The RS200 was arguably the most attractive of all the Group B metal made and its blown BDT engine – sited behind the crew in the middle of the machine – was more than capable of the sort of numbers required to compete against the growing powers of Peugeot (205 T16) and Lancia (Delta S4). The decision to install the gearbox, front and centre differentials at the front of the car might have meant twice as many propshafts for the Ford, but the flip side was an RS200 reckoned to be the most balanced and easiest (least difficult…) of cars to drive from that generation. But it came too late. Group B was banned less than a year after it arrived and 200 of the most exotic and cool looking cars ever to grace the Blue Oval followed the RS1700T into the Boreham bin.

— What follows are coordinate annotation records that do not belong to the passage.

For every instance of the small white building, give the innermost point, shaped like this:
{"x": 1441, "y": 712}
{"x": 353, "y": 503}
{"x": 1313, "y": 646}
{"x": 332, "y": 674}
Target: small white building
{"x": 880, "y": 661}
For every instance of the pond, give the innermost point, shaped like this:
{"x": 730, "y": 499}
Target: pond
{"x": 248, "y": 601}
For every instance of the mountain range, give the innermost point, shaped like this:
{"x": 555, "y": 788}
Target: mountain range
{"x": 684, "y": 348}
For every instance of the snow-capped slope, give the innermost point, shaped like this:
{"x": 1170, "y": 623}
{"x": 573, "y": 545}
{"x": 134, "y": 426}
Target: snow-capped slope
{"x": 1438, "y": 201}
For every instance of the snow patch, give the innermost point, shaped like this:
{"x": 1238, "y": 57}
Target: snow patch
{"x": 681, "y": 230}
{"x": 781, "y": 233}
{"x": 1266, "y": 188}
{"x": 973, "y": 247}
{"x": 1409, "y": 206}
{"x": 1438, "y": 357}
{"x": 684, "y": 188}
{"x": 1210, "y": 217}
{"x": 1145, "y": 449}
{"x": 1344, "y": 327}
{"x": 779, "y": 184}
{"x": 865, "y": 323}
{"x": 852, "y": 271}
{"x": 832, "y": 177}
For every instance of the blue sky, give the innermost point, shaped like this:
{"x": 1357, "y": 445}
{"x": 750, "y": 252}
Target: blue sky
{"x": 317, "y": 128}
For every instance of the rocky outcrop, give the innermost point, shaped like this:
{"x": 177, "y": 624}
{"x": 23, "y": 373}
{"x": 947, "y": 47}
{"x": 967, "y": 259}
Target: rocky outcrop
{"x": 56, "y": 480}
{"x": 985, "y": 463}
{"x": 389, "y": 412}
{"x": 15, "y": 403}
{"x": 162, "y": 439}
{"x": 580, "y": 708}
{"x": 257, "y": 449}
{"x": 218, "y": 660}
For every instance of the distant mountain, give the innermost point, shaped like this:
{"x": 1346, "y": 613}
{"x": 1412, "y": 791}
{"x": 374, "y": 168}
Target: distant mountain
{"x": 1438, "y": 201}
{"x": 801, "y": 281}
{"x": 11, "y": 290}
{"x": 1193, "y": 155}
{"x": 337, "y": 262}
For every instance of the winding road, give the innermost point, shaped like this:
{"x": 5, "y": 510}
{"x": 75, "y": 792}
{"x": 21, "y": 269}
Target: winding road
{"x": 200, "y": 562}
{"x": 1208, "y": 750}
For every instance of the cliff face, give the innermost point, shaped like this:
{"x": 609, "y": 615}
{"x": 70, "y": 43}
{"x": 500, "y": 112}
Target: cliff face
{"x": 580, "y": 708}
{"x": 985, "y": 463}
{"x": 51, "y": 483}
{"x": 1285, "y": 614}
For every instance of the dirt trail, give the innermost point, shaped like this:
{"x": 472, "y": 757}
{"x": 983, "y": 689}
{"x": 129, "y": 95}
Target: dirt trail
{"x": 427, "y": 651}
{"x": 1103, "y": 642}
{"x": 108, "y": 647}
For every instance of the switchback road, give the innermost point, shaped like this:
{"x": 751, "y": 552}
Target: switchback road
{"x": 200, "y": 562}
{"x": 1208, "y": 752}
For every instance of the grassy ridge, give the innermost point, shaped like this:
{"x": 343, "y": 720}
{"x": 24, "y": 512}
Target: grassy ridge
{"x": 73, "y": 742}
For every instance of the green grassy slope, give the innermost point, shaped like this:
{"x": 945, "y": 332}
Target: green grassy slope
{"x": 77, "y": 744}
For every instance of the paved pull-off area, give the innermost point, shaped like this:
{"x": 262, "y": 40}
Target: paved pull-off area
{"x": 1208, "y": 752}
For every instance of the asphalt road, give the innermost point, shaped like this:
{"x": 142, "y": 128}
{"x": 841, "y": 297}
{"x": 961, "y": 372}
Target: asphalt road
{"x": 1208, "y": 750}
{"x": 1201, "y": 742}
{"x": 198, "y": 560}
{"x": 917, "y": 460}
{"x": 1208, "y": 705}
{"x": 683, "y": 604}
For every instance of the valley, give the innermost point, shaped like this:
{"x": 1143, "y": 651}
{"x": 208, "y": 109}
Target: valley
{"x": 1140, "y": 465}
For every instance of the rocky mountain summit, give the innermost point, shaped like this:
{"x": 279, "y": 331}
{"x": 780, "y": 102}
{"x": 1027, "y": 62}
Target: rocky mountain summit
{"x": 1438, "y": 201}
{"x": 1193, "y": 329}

Actually, that’s not true. Because the RS200 went through the Group B homologation process, 200 were built and a good few of them are still around today. One of them is in the hands of American Gymkhana star Ken Block, who rates it regularly as his best and most exhilarating ride for the road. And it’s 34 years old.
When Group B went south, Ford was left in something of a quandary. It had two great cars for rallying, but one had the right engine and turbo – the Sierra RS Cosworth (increasingly a mainstay of touring car championships around the world) and the Sierra XR4x4. The latter, as you’d expect from its moniker, came with four-wheel-drive (albeit in a fairly agricultural state), but the lump up front was a slightly breathless, atmospheric 2.8-litre V6. The car was homologated into Group A, but lacked anything like the power to take on Lancia’s Delta force. Eventually, in its saloon Sapphire form, the Ford Sierra RS Cosworth 4x4 arrived.
Now Ford was back in the game. From this car’s arrival in 1990, the Blue Oval had the look of a genuine contender once again. But this was only the beginning. Just as the RS1600 had morphed into the RS1800, so the Sierra would mutate to one of the most potent rally cars of its generation: the Escort RS Cosworth.